Meridian Boulevard puts school kids

There are so many puzzles attached to Meridian Boulevard that Mammoth’s town staff and planners hardly know where to start.

There is repaving, for example, and traffic calming.

But one problem is perfectly clear.

School kids using the four-lane street as a route to and from school have nowhere to go except for the street in winter. The snowbanks grow. The traffic gets heavy.

“From Old Mammoth Road to Azimuth we have a sidewalk, but it’s not wide enough to get snow removal equipment in there,” said Public Works Director Ray Jarvis.

Jarvis said his department would like to get snow removal equipment on that stretch of five-foot-wide sidewalk, which is on the north side of the street.

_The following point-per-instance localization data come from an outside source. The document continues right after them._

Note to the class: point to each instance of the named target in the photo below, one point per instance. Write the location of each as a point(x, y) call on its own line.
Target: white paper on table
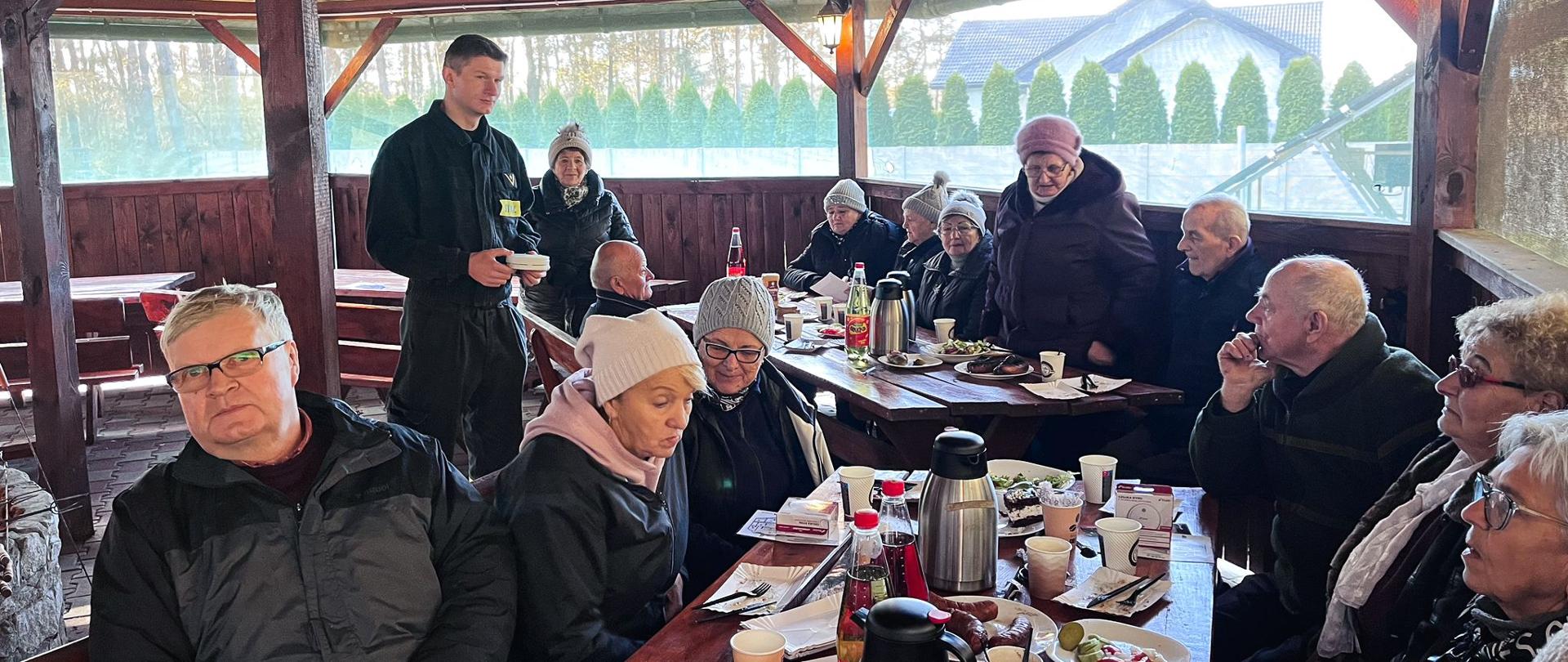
point(833, 286)
point(1104, 581)
point(809, 628)
point(1101, 383)
point(764, 525)
point(783, 581)
point(1056, 391)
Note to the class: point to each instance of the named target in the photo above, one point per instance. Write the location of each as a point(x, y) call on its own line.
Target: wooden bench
point(104, 355)
point(369, 342)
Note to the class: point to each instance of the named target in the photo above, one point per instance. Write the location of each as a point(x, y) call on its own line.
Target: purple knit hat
point(1051, 134)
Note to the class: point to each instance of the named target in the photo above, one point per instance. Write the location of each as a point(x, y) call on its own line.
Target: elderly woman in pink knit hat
point(1071, 214)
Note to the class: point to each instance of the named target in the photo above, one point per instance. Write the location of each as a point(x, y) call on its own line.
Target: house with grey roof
point(1167, 34)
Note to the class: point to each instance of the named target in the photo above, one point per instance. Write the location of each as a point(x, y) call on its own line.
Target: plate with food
point(996, 368)
point(1101, 641)
point(908, 361)
point(995, 622)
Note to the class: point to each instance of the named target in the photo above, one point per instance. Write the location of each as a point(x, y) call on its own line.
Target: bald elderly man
point(620, 278)
point(1317, 413)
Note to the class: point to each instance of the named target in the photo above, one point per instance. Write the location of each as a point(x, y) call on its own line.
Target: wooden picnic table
point(911, 407)
point(126, 288)
point(1186, 614)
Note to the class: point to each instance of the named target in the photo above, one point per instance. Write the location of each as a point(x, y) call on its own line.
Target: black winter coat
point(957, 293)
point(913, 261)
point(1076, 272)
point(571, 234)
point(591, 551)
point(872, 240)
point(391, 556)
point(436, 195)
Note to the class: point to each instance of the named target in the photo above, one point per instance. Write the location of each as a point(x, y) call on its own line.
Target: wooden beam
point(46, 257)
point(1474, 25)
point(358, 63)
point(883, 42)
point(1446, 121)
point(792, 41)
point(853, 148)
point(228, 38)
point(303, 247)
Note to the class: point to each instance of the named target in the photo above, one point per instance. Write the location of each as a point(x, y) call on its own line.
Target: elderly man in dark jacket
point(954, 280)
point(1317, 413)
point(850, 234)
point(574, 214)
point(1073, 269)
point(448, 195)
point(291, 527)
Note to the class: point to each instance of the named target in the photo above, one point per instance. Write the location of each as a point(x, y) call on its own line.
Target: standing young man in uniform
point(448, 199)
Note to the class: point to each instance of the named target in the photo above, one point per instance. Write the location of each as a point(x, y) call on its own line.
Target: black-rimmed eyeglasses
point(237, 365)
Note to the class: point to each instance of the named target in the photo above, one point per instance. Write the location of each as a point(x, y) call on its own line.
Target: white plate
point(1170, 648)
point(1005, 611)
point(920, 361)
point(963, 369)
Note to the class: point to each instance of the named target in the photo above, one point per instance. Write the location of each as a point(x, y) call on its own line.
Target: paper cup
point(794, 325)
point(944, 329)
point(1062, 512)
point(1049, 561)
point(1118, 543)
point(823, 308)
point(1099, 474)
point(758, 645)
point(858, 488)
point(1051, 365)
point(1010, 655)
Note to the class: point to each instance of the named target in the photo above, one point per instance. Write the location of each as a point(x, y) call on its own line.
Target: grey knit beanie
point(929, 201)
point(736, 303)
point(964, 204)
point(626, 350)
point(845, 194)
point(571, 136)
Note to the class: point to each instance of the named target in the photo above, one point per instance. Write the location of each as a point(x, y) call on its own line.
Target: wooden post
point(46, 261)
point(853, 146)
point(1448, 115)
point(303, 247)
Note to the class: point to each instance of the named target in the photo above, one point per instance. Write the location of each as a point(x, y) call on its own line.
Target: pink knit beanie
point(1053, 136)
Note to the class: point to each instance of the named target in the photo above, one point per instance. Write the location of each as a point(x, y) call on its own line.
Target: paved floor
point(141, 427)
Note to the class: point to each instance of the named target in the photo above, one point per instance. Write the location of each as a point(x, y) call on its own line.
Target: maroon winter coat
point(1076, 272)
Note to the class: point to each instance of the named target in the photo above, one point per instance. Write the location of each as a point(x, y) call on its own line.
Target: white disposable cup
point(858, 481)
point(758, 645)
point(1060, 512)
point(944, 329)
point(1051, 365)
point(1010, 655)
point(1099, 476)
point(1118, 543)
point(794, 325)
point(1049, 561)
point(823, 308)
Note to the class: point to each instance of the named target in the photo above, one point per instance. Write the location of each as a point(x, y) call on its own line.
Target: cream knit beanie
point(736, 303)
point(626, 350)
point(929, 201)
point(571, 136)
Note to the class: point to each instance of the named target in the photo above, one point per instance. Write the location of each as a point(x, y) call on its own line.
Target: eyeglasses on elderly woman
point(1499, 506)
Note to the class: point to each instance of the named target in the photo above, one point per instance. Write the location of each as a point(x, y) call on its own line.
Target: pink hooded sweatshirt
point(572, 416)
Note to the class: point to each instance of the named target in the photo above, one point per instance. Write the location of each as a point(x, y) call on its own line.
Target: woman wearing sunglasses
point(753, 440)
point(1394, 587)
point(1517, 549)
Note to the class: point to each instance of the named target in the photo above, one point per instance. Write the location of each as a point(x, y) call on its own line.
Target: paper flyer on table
point(764, 526)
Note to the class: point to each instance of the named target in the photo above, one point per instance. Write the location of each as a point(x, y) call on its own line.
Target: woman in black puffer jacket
point(572, 214)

He said snow crews actually tried to clear a path along the sidewalk this past winter, but were stymied time and again – first by the depth of the snow and then by rock landscaping along the sidewalk.

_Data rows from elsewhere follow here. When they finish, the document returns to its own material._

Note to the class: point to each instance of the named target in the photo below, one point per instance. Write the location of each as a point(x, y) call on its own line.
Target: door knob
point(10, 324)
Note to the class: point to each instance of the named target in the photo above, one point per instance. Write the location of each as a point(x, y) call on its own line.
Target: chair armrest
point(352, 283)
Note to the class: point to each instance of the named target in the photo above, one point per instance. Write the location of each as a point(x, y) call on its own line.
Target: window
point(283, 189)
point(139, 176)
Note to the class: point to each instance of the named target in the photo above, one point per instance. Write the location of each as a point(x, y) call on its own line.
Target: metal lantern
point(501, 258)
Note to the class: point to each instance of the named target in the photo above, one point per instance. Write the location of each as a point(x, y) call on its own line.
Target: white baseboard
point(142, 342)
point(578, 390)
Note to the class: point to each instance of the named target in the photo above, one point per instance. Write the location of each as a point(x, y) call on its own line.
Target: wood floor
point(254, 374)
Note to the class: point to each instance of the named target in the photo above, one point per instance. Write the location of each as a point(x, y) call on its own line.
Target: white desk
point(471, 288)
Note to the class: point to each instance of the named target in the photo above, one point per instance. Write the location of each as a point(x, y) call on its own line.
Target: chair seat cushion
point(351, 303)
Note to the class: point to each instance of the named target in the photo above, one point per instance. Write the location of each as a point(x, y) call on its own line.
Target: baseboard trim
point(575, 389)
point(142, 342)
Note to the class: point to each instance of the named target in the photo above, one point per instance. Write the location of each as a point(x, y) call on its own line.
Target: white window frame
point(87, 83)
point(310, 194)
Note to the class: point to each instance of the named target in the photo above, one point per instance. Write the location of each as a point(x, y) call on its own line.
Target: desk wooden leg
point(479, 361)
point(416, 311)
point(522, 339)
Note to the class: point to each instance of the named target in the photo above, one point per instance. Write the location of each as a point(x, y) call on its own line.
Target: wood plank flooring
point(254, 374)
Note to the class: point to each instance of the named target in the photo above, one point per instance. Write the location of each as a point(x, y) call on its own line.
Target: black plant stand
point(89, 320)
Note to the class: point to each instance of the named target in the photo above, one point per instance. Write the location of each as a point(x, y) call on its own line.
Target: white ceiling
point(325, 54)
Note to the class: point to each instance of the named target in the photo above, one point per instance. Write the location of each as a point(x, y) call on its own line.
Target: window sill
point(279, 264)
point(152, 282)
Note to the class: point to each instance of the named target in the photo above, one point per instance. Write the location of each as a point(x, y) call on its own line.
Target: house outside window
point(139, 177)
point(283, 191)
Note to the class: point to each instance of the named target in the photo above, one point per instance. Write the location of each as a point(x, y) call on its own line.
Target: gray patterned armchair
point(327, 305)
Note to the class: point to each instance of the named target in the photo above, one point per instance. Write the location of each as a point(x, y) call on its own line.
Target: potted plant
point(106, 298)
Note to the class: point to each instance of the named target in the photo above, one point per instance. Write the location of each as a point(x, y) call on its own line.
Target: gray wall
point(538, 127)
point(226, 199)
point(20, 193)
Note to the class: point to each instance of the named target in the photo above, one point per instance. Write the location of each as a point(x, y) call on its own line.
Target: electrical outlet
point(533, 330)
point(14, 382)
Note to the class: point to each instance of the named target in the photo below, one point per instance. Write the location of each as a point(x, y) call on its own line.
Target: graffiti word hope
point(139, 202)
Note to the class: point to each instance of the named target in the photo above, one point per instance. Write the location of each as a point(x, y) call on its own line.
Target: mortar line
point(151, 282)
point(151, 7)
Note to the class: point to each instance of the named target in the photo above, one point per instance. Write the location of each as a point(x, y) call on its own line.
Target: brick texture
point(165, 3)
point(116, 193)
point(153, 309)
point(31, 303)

To make the sidewalk wider, crews would have to move back a slew of rocks that are piled behind a rock sidewalk curb.

The town has the right of way, so it can be accomplished, but there is no funding on the books to do that.
Perhaps, said one of the town’s Mobility Commission members on Tuesday, that condo owners along that stretch of road might be willing to fund the re-landscaping.

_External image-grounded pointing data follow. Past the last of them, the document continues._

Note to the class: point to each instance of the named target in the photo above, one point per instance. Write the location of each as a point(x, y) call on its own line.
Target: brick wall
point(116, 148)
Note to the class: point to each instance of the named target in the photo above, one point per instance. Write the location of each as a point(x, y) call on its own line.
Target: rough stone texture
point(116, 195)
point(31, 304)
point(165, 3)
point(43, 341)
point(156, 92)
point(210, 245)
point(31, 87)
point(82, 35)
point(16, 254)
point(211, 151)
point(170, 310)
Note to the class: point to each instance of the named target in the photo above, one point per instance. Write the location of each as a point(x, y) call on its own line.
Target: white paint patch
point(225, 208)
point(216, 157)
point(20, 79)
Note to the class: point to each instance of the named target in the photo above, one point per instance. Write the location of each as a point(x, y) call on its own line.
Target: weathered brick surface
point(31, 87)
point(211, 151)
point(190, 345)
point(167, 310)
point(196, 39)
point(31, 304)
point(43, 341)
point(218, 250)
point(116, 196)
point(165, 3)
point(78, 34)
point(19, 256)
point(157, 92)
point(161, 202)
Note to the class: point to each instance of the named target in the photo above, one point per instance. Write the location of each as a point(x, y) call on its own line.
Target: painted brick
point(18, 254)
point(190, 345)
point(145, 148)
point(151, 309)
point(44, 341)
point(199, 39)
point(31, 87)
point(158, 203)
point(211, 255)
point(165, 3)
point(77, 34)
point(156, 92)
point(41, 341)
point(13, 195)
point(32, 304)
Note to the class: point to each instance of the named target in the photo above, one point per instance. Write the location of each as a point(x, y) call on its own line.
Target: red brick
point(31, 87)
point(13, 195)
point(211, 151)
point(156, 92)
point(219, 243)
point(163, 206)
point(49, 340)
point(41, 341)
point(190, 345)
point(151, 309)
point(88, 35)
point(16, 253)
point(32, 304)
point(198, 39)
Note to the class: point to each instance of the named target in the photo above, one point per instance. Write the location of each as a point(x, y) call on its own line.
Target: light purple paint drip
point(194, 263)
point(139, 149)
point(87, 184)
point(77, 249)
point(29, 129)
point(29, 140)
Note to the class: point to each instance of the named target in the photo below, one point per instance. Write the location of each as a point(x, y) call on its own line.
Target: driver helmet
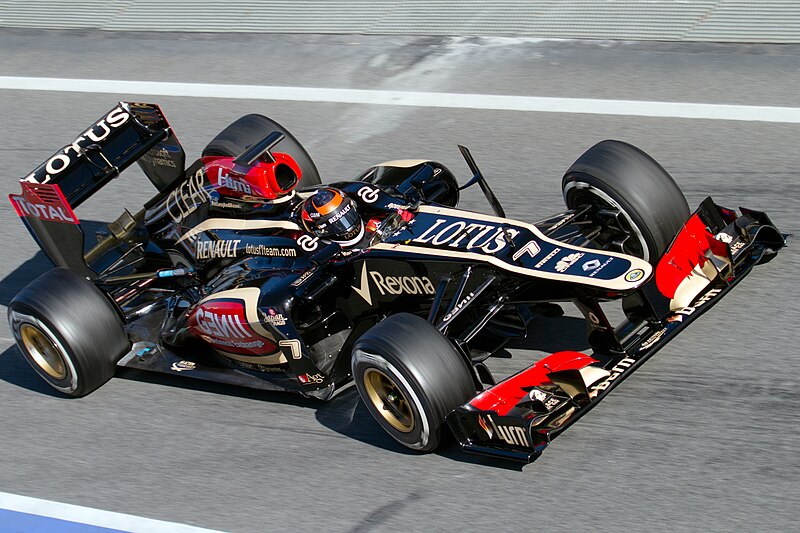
point(331, 215)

“They’d fight it,” said John Vereuck, “and probably spend the same amount of money on attorneys.”
For the kids and their parents (not to mention residents using the street for shopping trips to Vons), that means the street is the only option.

In the dark winter months, that means obvious danger.

Also in the dark, over the years, has been the Town Council.

“We have requested funding several times,” Jarvis said, “and one year, the council approved funding and others haven’t for various reasons. There are budget constraints, we all know.

“But that is a main route for the school kids.”

On the south side of the street is an even narrower sidewalk, taking it out of the equation.

“It doesn’t really help much for the south side.” Jarvis said. “It’s narrower, it’s in the shade, and we’d have a serious infrastructure problem.

But on the north side, there’s a sliver of hope and a whole lot of desire.

“Kids north of Meridian could really benefit with that and stay off the road.

“And if the kids on south side cross over and use it, we’d probably want a crosswalk out there and maybe a crossing guard in the winter time.”